Everything You Need to Know About Optimal Fish Oil Supplementation

Whether you’re new to the world of dietary supplements or a seasoned advocate with your own daily stack, you’ve probably heard about fish oil. It is, after all, the most common supplement taken today—used by everyone from athletes to arthritis sufferers. Far from being a cure-all, fish oil provides the body with much-needed amino acids, which serve a variety of benefits, from reducing inflammation to improving heart health.

Because fish oil is one of the most abundant supplements out there, people have a lot of options. This means paying close attention to the fish oil you’re taking. What levels of eicosapentaenoic acid (EPA) and docosahexaenoic acid (DHA) do your supplements have? What’s the bioavailability of your fish oil? How much do you need to take each day? These are all questions worth asking—questions we’ll answer below.

Why is fish oil so essential and important?

First, a primer. Why is fish oil so important? For starters, it’s important because it contains essential amino acids.
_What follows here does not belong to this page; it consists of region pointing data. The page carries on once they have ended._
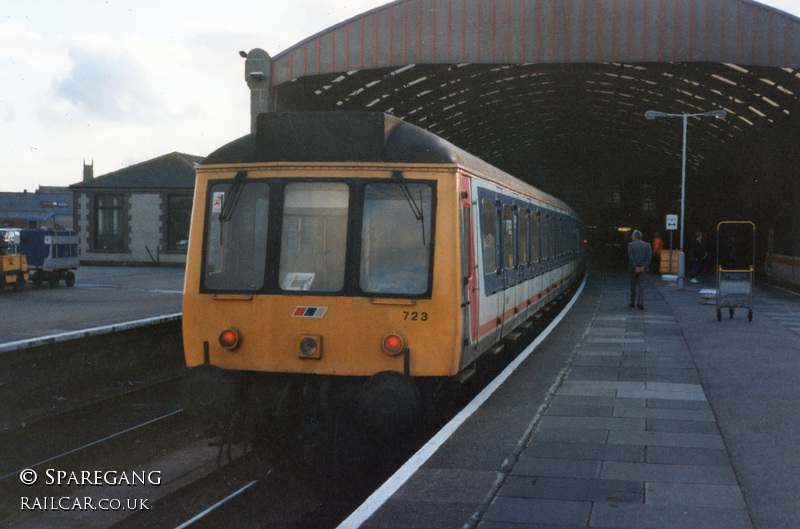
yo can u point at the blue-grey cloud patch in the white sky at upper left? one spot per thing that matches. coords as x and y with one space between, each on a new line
106 86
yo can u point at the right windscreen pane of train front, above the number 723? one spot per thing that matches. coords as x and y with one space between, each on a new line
396 238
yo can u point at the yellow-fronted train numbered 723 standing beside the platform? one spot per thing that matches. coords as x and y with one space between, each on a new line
335 254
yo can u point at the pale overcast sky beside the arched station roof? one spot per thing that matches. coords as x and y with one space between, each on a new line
123 81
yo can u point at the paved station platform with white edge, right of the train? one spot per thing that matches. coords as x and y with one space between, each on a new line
624 418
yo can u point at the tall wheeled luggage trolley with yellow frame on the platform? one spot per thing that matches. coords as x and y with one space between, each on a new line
735 269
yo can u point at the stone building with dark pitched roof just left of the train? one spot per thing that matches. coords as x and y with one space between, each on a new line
138 215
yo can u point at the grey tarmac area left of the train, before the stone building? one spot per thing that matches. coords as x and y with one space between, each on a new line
102 295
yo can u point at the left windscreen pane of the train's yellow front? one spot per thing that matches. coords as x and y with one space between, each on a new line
236 248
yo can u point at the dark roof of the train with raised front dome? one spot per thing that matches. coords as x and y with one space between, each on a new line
325 136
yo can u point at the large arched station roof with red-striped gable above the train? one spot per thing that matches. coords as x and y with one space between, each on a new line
555 92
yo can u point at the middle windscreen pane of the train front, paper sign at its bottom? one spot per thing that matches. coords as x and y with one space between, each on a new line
314 236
Specifically, Omega-3 fatty acids: ALA, EPA and DHA. These amino acids are vital building blocks for human health and, unfortunately, most people don’t get enough of them—hence, fish oil as a supplement.

Alongside Omega-3 fatty acids, fish oil also contains vitamins A and D, which are equally as beneficial for immunity.

What conditions benefit from fish oil?

The Omega-3s in fish oil are hugely beneficial for general health, but especially beneficial for people suffering from more chronic conditions like arthritis. In fact, science has uncovered a broad array of links between fish oil’s health benefits and improved prospects for many health conditions. Fish oil can have the power to:

From heart disease to psoriasis, macular degeneration to depression, it’s clear the body needs support in coping with these conditions and dozens of others. Omega-3 fatty acids may provide the immune support your body needs to feel and function better, even in the face of disease or chronic illness. A fish oil supplement every day is the best place to start.

How much fish oil should you take?

If you’re shopping for fish oil supplements, you’ll quickly find that there are broad discrepancies among dosages. You might see 250mg all the way up to 1000mg capsules, directions to take one or two capsules, or suggestions for supplementing once or twice each day. There are even splits between EPA and DHA to consider. Let’s start with the basics.

The World Health Organization (WHO) recognizes fish oil as an important supplement and recommends individuals get 200-500mg of combined EPA and DHA daily. If you’re new to supplements, it’s best to buy 250mg capsules and take two each morning with breakfast. Note that the WHO advises against fish oil supplements for women who are pregnant or nursing.

Now, there’s a difference between the dosage of Omega-3s in a supplement and the concentration. For example, most 1000mg fish oil supplements only contain 300mg of Omega-3s. If you’re following WHO recommendations, you care about the concentration of Omega-3s.

If you’re more experienced with supplements, you might want to consider EPA vs. DHA content. Most fish oil supplements are a 1:1 ratio, which is ideal. However, 1:2 (DHA/EPA) has proven effective in reducing cholesterol and may yield better overall results for some individuals. There are other ratios out there, such as 1:3 and even 1:4, but there’s not much evidence to suggest they’re any better than 1:1 or 1:2.

Choosing the right fish oil supplement

When it comes to choosing the best fish oil supplement for you, pay close attention to the label and the information provided. Here’s what to look for, to make sure you’re getting the best bang for your buck:

  • At least 250mg combined EPA/DHA concentration
  • A delivery medium of triglycerides (TG) or free fatty acids (FFA)
  • Capsules that include an antioxidant (like Vitamin E) to prevent spoilage
  • Mercury-tested supplements, certified as safe
  • Unmodified, GMO-free concentration

In addition to capsules, many people actually prefer pure, natural fish oil supplement. This allows them to fix it in with protein shakes or other foods. It’s best to take fish oil supplements with food each day to promote better bioavailability—how quickly your body absorbs the supplement and how much it uses.

If you’re not currently Taking a fish oil supplement, it’s a good idea to look into one. Unless you’re eating fish every couple of days, you’re probably not getting enough Omega-3s. Fish oil is a simple way to get the essential aminos your body needs to protect itself from inflammation and illness.